Heute stehen der nordwestliche Teil des Etosha-Parks und die Etosha-Pfanne auf dem Programm. Die Gegend wird immer karger, je näher wir uns der Salzwüste nähern. Wie mit einem Stift gezeichnet hört jegliche Vegetation auf und wir stehen mitten in dem eingetrockneten Salzsee, in die ein Weg etwa 2 km hinein fährt. Diese Entfernung reicht schon aus, um einen Eindruck davon zu bekommen, wie einsam und lebensfeindlich diese Umgebung ist. Und trotzdem: am Horizont erkennen wir eine Gruppe Zebras, die durch die Wüste wandern. Wie halten die das nur aus?
Zurück in den belebten Teil des Parks fahren wir eine weite Schleife um unser Camp herum. Scheinbar wird dieser Weg nicht so häufig gefahren, denn die Padbeschaffenheit wird immer schlechter. Dafür dürfen wir wieder die Einsamkeit genießen.
Wasser ist ein knappes Gut in dieser Gegend. Das wird ganz besonders deutlich, als eine riesige Herde Zebras unsere Straße kreuzt, um an ein nicht weit entferntes Wasserloch zu gelangen. Es sind hunderte Tiere und bis die alle an ihrem Zielort sind, vergeht mehr als eine halbe Stunde.
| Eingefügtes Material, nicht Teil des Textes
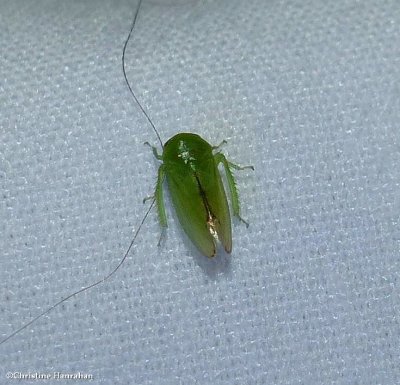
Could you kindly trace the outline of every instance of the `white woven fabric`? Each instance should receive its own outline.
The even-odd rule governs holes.
[[[400,383],[400,12],[393,1],[144,0],[132,87],[236,172],[214,260],[167,199],[126,263],[0,345],[1,384]],[[151,195],[121,51],[135,1],[1,1],[0,334],[110,272]],[[50,374],[48,380],[6,379]]]

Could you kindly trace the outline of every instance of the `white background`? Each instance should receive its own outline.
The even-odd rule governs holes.
[[[121,70],[136,2],[1,3],[5,338],[119,262],[158,163]],[[0,346],[0,383],[398,383],[399,23],[397,1],[145,0],[132,86],[163,141],[255,166],[250,227],[207,260],[167,200],[161,247],[153,211],[112,280]]]

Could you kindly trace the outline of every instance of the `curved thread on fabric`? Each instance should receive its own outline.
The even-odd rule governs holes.
[[[128,78],[127,78],[127,76],[126,76],[126,71],[125,71],[125,52],[126,52],[126,47],[127,47],[128,42],[129,42],[129,40],[130,40],[130,38],[131,38],[132,31],[133,31],[133,29],[134,29],[134,27],[135,27],[135,25],[136,25],[136,20],[137,20],[138,14],[139,14],[139,9],[140,9],[141,4],[142,4],[142,0],[139,0],[138,6],[136,7],[136,11],[135,11],[135,16],[134,16],[134,18],[133,18],[133,22],[132,22],[132,25],[131,25],[131,29],[130,29],[130,31],[129,31],[129,34],[128,34],[127,39],[125,40],[124,47],[123,47],[123,50],[122,50],[122,71],[123,71],[123,75],[124,75],[124,79],[125,79],[125,81],[126,81],[126,84],[128,85],[129,91],[131,92],[131,94],[132,94],[134,100],[136,101],[136,103],[137,103],[138,106],[140,107],[140,109],[141,109],[141,111],[143,112],[144,116],[145,116],[145,117],[147,118],[147,120],[149,121],[151,127],[153,128],[155,134],[157,135],[157,138],[158,138],[158,140],[159,140],[161,146],[164,147],[163,144],[162,144],[160,135],[159,135],[159,133],[158,133],[156,127],[154,126],[154,124],[153,124],[153,122],[151,121],[149,115],[146,113],[145,109],[142,107],[142,105],[140,104],[139,100],[137,99],[135,93],[133,92],[132,87],[131,87],[131,85],[129,84]],[[144,222],[146,221],[146,219],[147,219],[147,217],[148,217],[148,215],[149,215],[151,209],[153,208],[154,204],[155,204],[155,199],[152,200],[150,207],[147,209],[146,214],[144,215],[142,221],[140,222],[140,225],[139,225],[138,229],[136,230],[136,232],[135,232],[135,234],[134,234],[134,236],[133,236],[133,238],[132,238],[132,241],[131,241],[131,243],[129,244],[129,247],[127,248],[127,250],[126,250],[124,256],[121,258],[121,260],[119,261],[118,265],[117,265],[110,273],[108,273],[108,274],[107,274],[106,276],[104,276],[102,279],[100,279],[100,280],[98,280],[98,281],[92,283],[91,285],[85,286],[85,287],[83,287],[82,289],[77,290],[77,291],[75,291],[74,293],[71,293],[71,294],[68,295],[67,297],[65,297],[65,298],[61,299],[60,301],[56,302],[54,305],[52,305],[51,307],[49,307],[48,309],[46,309],[45,311],[43,311],[42,313],[40,313],[39,315],[37,315],[37,316],[36,316],[35,318],[33,318],[31,321],[29,321],[29,322],[26,323],[25,325],[21,326],[19,329],[17,329],[17,330],[15,330],[14,332],[12,332],[12,333],[11,333],[10,335],[8,335],[6,338],[2,339],[2,340],[0,341],[0,345],[4,344],[5,342],[7,342],[7,341],[10,340],[11,338],[13,338],[13,337],[14,337],[15,335],[17,335],[18,333],[20,333],[20,332],[22,332],[23,330],[25,330],[26,328],[28,328],[30,325],[32,325],[33,323],[35,323],[37,320],[39,320],[40,318],[42,318],[42,317],[45,316],[46,314],[50,313],[53,309],[55,309],[57,306],[61,305],[61,304],[64,303],[65,301],[68,301],[70,298],[75,297],[75,296],[77,296],[78,294],[83,293],[83,292],[85,292],[85,291],[87,291],[87,290],[89,290],[89,289],[92,289],[92,288],[94,288],[94,287],[96,287],[96,286],[98,286],[98,285],[100,285],[100,284],[106,282],[108,279],[110,279],[110,278],[118,271],[118,269],[122,266],[122,264],[125,262],[126,258],[128,257],[129,252],[131,251],[132,246],[133,246],[133,244],[135,243],[136,238],[137,238],[137,236],[139,235],[139,232],[140,232],[140,230],[141,230],[141,228],[142,228]]]
[[[25,325],[21,326],[19,329],[15,330],[13,333],[11,333],[8,337],[4,338],[3,340],[0,341],[0,345],[3,344],[4,342],[8,341],[10,338],[14,337],[16,334],[22,332],[24,329],[26,329],[28,326],[32,325],[34,322],[36,322],[38,319],[42,318],[43,316],[45,316],[46,314],[50,313],[54,308],[56,308],[57,306],[61,305],[62,303],[64,303],[65,301],[69,300],[72,297],[75,297],[76,295],[83,293],[86,290],[92,289],[93,287],[100,285],[101,283],[106,282],[109,278],[111,278],[111,276],[113,276],[117,270],[121,267],[121,265],[125,262],[126,258],[128,257],[129,252],[131,251],[131,248],[133,246],[133,244],[135,243],[135,240],[140,232],[140,229],[142,228],[146,218],[148,217],[151,209],[153,208],[155,203],[155,200],[153,200],[151,202],[150,207],[147,209],[146,214],[144,215],[142,221],[140,222],[140,225],[138,227],[138,229],[136,230],[135,235],[132,238],[132,241],[129,245],[129,247],[127,248],[124,256],[122,257],[122,259],[119,261],[118,265],[109,273],[107,274],[105,277],[103,277],[102,279],[98,280],[97,282],[92,283],[89,286],[86,286],[80,290],[75,291],[74,293],[68,295],[67,297],[61,299],[60,301],[58,301],[57,303],[55,303],[53,306],[49,307],[47,310],[45,310],[44,312],[40,313],[38,316],[36,316],[35,318],[33,318],[31,321],[29,321],[28,323],[26,323]]]
[[[155,132],[155,134],[157,136],[157,139],[160,142],[161,147],[164,148],[163,142],[161,140],[160,134],[157,131],[156,126],[154,125],[154,123],[150,119],[150,116],[147,114],[146,110],[140,104],[138,98],[136,97],[135,93],[133,92],[133,89],[132,89],[132,87],[131,87],[131,85],[129,83],[128,77],[126,76],[126,70],[125,70],[125,52],[126,52],[126,47],[128,46],[129,40],[131,39],[131,35],[132,35],[132,32],[133,32],[133,29],[135,28],[141,4],[142,4],[142,0],[139,0],[139,4],[138,4],[138,6],[136,8],[135,16],[133,17],[131,29],[129,31],[128,37],[125,40],[124,48],[122,50],[122,72],[124,74],[124,79],[125,79],[125,82],[126,82],[128,88],[129,88],[129,91],[131,92],[131,94],[133,96],[133,99],[135,100],[136,104],[139,106],[140,110],[143,112],[144,116],[147,118],[148,122],[150,123],[151,127],[153,128],[153,131]]]

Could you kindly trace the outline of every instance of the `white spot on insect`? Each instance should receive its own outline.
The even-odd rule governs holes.
[[[217,230],[215,229],[215,218],[213,218],[211,213],[208,213],[207,225],[210,234],[214,237],[215,240],[218,241],[218,233]]]
[[[189,149],[186,147],[186,144],[183,140],[181,140],[179,142],[179,154],[178,154],[178,158],[182,158],[182,160],[185,162],[185,164],[191,163],[195,160],[195,158],[193,158],[190,155],[190,151]]]

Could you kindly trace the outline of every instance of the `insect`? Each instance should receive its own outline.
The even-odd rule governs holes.
[[[155,193],[150,197],[157,203],[160,224],[163,228],[167,226],[162,188],[166,178],[183,230],[207,257],[215,255],[216,239],[227,253],[232,251],[231,218],[218,171],[220,163],[227,176],[233,214],[247,224],[239,214],[239,197],[231,168],[243,170],[253,167],[240,167],[229,162],[222,153],[214,154],[213,150],[219,147],[211,146],[197,134],[188,133],[180,133],[169,139],[162,155],[152,147],[154,156],[163,162],[158,169]]]
[[[225,169],[231,195],[233,214],[248,225],[247,222],[240,217],[239,197],[236,189],[236,181],[231,172],[231,168],[242,170],[246,168],[253,169],[253,167],[240,167],[229,162],[222,153],[214,153],[214,151],[218,150],[223,143],[226,143],[225,141],[218,146],[211,146],[199,135],[179,133],[163,145],[156,127],[131,88],[125,71],[125,52],[136,25],[141,3],[142,0],[140,0],[137,5],[131,29],[122,50],[122,71],[131,95],[150,123],[161,147],[163,148],[163,152],[160,155],[155,147],[150,146],[155,157],[162,161],[162,164],[158,169],[158,179],[154,195],[145,199],[151,199],[152,202],[140,222],[124,256],[109,274],[97,282],[71,293],[48,309],[44,310],[31,321],[1,340],[0,345],[14,337],[16,334],[22,332],[63,302],[110,279],[126,260],[144,222],[155,204],[157,206],[158,217],[162,228],[165,229],[167,227],[167,218],[163,202],[164,179],[167,180],[172,202],[182,228],[204,255],[213,257],[216,254],[216,239],[219,239],[227,253],[230,253],[232,250],[231,218],[221,175],[218,171],[219,164],[222,164]],[[147,144],[149,145],[149,143]]]

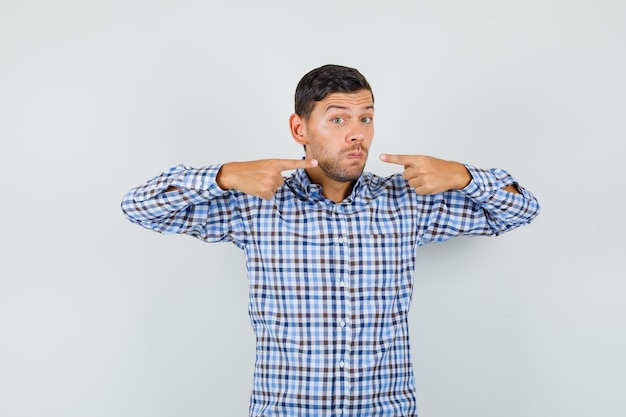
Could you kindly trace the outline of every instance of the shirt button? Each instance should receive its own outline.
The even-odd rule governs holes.
[[[339,239],[337,239],[337,243],[343,245],[343,236],[339,236]]]
[[[346,327],[346,322],[345,322],[345,320],[341,320],[341,321],[339,322],[339,325],[340,325],[341,327]]]
[[[344,366],[346,366],[346,363],[344,361],[339,361],[339,367],[343,368]]]
[[[339,410],[337,410],[337,415],[338,416],[342,416],[343,415],[343,408],[340,408]]]
[[[344,280],[339,281],[339,286],[340,287],[345,287],[346,286],[346,282]]]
In dieser Zeit ist an eine Weiterfahrt nicht zu denken. Wir stellen uns die Frage, wie diese Tiere hier überleben können?

Zebras sind sehr starke und genauso schreckhafte Tiere. Nur vorsichtig nähern sie sich dem Wasser und schrecken bei jedem ungewöhnlichen Geräusch panikartig auf.

Da! Geier! In einiger Entfernung können wir sehen, wie sich einige Geier mit einem Schakal um ein Stück Aas streiten. Es scheint, als hätten die Geier mächtig Angst vor dem kleinen "Hund". Irgendwann wird es ihm aber zu bunt und er schnappt sich ein großes Stück Aas und überlässt den Geiern den Rest. Trotz 480mm-Zoom ist die Entfernung leider zu groß, um wirklich gute Fotos zu machen. Trotzdem kann ich meinen Finger nicht vom Auslöser nehmen.

Es ist inzwischen Nachmittag und wir beschließen, den Abend mit einem leckeren Essen und einem Wein zu genießen und die Tiere am Wasserloch des Camps zu beobachten und uns von Etosha langsam zu verabschieden.
Auf dem Weg zurück ins Camp begegnen wir einem alten, mürrischen Elefantenbullen, der unseren Weg kreuzt. Respektvoll halten wir deutlich mehr Abstand als gewöhnlich. Offensichtlich hat er gerade ein Schlammbad gehabt, denn der Schlamm auf seinem Körper ist teilweise noch feucht. Er guckt argwöhnisch in unsere Richtung und zieht weiter.